A few months ago (January 2018), the media reported breaking news of alleged security failures for Intel and ARM processors. In order to understand these “weaknesses”, and before briefly describing the nature of these “security holes”, we need to list some of the common characteristics shared by modern processors.
One of the features of present-day computers that provides security is the isolation between the different user spaces and between these and the operating system’s (OS) kernel. This isolation is achieved by two mechanisms; the most basic of which is the user/supervisor mode bit in the processor (MSR[PR] in PowerPC). This bit is activated when the OS code is executed and is deactivated when switching to a user process. The other mechanism is to use separate virtual memory spaces for the user and OS processes. In this mechanism, a virtual space is divided into a set of pages (usually 4 KB), which are mapped into physical memory pages through translation tables residing in memory (and on disk) and managed by the OS, called Page Tables. Each table entry maintains both the physical to virtual address translation and the access permissions: read/write, execute/data, user/supervisor.
Finally, to avoid the speed difference between the main memory (DDR3/DDR4) and the core processor, a cache hierarchy is used. The caches divide the physical memory space into fixed-size (32 KB in PowerPC) chunks called lines. When the core processor needs a piece of data, it first checks whether the fastest and closest cache, cache L1, has a copy. If it does (cache hit), the data is obtained from there (the PowerPC e5500 core takes 3 cycles to do this). If not (cache miss), the same process is repeated at the next cache level, L2 (11 cycles for the e5500), and successive levels. If the requested data can’t be found in the cache hierarchy, the entire line from main memory (+40 cycles) that the piece of data belongs to is copied and at the same time a copy is made in L1. This last action, the copy in L1, greatly speeds up the next access to that same piece of data and is key to explaining the attack.
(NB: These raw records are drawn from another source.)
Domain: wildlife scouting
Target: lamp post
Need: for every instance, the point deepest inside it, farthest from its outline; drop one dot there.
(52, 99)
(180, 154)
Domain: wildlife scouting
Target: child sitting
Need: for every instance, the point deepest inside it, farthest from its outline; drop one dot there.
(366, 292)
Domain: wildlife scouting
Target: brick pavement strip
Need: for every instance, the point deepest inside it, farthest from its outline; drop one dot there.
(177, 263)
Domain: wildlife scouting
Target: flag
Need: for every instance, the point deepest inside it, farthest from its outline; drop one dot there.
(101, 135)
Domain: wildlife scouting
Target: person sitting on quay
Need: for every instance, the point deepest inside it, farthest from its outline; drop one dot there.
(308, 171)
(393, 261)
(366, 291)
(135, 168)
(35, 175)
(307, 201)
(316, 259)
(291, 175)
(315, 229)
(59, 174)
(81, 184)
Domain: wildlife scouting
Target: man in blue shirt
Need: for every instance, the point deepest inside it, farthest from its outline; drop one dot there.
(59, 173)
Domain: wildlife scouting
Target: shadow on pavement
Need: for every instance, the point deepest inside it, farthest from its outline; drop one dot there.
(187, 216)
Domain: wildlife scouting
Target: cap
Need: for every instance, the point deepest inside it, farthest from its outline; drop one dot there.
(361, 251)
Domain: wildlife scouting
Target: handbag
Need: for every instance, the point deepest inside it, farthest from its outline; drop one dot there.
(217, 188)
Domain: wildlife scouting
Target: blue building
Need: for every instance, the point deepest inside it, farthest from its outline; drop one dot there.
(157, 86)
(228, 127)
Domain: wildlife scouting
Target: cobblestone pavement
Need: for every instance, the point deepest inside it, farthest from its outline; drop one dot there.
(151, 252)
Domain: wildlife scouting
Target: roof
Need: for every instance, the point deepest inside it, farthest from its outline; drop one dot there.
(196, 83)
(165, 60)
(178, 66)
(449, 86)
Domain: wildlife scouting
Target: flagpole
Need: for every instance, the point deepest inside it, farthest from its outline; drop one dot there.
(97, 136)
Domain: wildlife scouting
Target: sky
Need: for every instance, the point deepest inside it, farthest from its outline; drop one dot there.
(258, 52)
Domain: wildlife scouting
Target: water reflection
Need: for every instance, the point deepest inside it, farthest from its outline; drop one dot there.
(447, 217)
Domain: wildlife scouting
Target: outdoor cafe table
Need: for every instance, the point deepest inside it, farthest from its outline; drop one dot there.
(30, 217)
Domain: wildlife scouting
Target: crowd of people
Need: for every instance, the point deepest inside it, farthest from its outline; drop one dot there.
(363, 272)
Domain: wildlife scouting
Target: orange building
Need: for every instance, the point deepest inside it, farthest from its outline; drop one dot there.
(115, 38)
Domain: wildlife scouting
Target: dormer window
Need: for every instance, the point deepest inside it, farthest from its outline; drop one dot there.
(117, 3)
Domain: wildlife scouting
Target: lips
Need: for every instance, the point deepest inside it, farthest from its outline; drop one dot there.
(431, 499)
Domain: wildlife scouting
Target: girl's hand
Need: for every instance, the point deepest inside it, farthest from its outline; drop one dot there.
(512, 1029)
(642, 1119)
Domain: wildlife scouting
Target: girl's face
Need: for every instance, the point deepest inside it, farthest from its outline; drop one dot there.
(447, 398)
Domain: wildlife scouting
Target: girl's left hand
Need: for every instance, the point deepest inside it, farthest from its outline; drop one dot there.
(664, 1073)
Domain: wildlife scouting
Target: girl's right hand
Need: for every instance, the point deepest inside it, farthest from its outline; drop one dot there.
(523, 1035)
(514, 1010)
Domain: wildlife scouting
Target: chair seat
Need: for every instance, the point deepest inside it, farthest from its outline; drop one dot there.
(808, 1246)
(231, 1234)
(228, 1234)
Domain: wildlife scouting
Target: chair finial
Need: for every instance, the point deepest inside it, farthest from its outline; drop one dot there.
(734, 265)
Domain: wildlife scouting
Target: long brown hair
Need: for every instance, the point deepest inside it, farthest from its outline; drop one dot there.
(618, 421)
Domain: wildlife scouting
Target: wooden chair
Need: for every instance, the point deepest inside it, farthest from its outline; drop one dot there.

Other common features among modern processors are out-of-order execution, branch prediction and speculative execution. Thus, for example, if a branch instruction depends on the result of an operation in progress, the predictor can guess the destination and direct the execution along the most probable path. When the result of the operation that the branch destination depends on finally becomes available, the processor will either discard the intermediate results – if the guess turned out to be incorrect – and restore the machine to the state it was in before the branch instruction; or – if the guess was correct – it will commit the results and continue. Instructions that are executed before knowing whether they correspond to the desired program flow, are said to be executed speculatively.
Now suppose that the following C code fragment is part of an attacker user process run with normal user privileges within the attacked system
struct array {
unsigned long length;
unsigned char key[…];
} *ptr = {…};
unsigned long x = …;
unsigned int y;
unsigned int probe_array[] = {…}; /* 8K integer matrix /*
if (x < ptr->length)
y = probe_array[(unsigned int)ptr->key[x] << 5];
Let’s also suppose:
1. That previous operations have prepared the branch predictor to estimate as more likely that the condition that checks the if is true, for example, by passing x values that were valid.
2. That x is chosen maliciously outside the area of data accessible to the user whose content is to be obtained fraudulently, with that object: x > ptr->length
3. That the code has ensured that ptr->length and the matrix probe_array[] are not present in the cache and that the rest of the data to be read is.
When the previous piece of code is executed, the processor starts comparing the malicious value x with ptr->length. When reading ptr->length, since it is not found in the cache and is fetched from the main memory, the decision’s latency will be many cycles in duration. While it is being resolved, the branch predictor assumes, based on recent history, that the if will be true. Therefore, it will proceed to calculate the offset in probe_array[] for which it will send a ptr->key[x] read request – that is outside the process’s permitted access range – to the memory subsystem. While this last reading continues its course, the ptr->length value finally arrives from the DRAM. The processor realizes that the speculative execution went the wrong way and reverts the machine state back to what it was before the bifurcation. As a result, no intermediate result is preserved and no instruction causes an exception (as would be the case when accessing out of range during the normal flow of the program). However, although the probe_array[offset] value cannot be consulted by the code because it was not stored in the y variable, nor in any registry of the architecture, there is still a subtle trace in the machine’s microarchitecture since there is a copy in the cache. And this is exactly what is exploited by the attack.
So how is the copy in the cache exploited? Well, simply by accurately measuring the access time to each of the probe_array[] elements. Remember that before executing the piece of code, the attack process had ensured that none of the matrix elements were in the cache. So, now only one of the measured times – the one corresponding to the element in the cache – will be significantly less than the others. And by detecting the element – after undoing the offset calculation – you can obtain the byte ptr->key[x] value from a memory area that the attack process should never have access to.
As conclusions, we can say that this type of attack exploits the most advanced features of modern processors, is independent of the operating system and doesn’t depend on software vulnerabilities.
1 All textual references to clock cycles refer to processor cycles, thus: 3 cycles @ 2.4 GHz (P5040) = 1.25 ns
2 Initiating the transfer at the address where the data is located to minimize waiting.
3 This can be achieved by means of cache control instructions executed in user mode. On the PowerPC: dcbf, rB (data cache block flush) where rA = 0, for example and rB contains the physical address of the entry that is evicted from the cache with rA and rB any of the architecture’s 32 GPRs.
4 Although the measure seems simple, it requires the routine being carefully serialized using synchronization barriers (mbar instruction in PowerPC), so that the results are reliable and not affected by the ability to execute outside the kernel.
5 In one of the consulted articles for the blog, the times on an i5 Intel Core obtained by the measuring routine were about 40 clock cycles for cache and about 280 for main memory.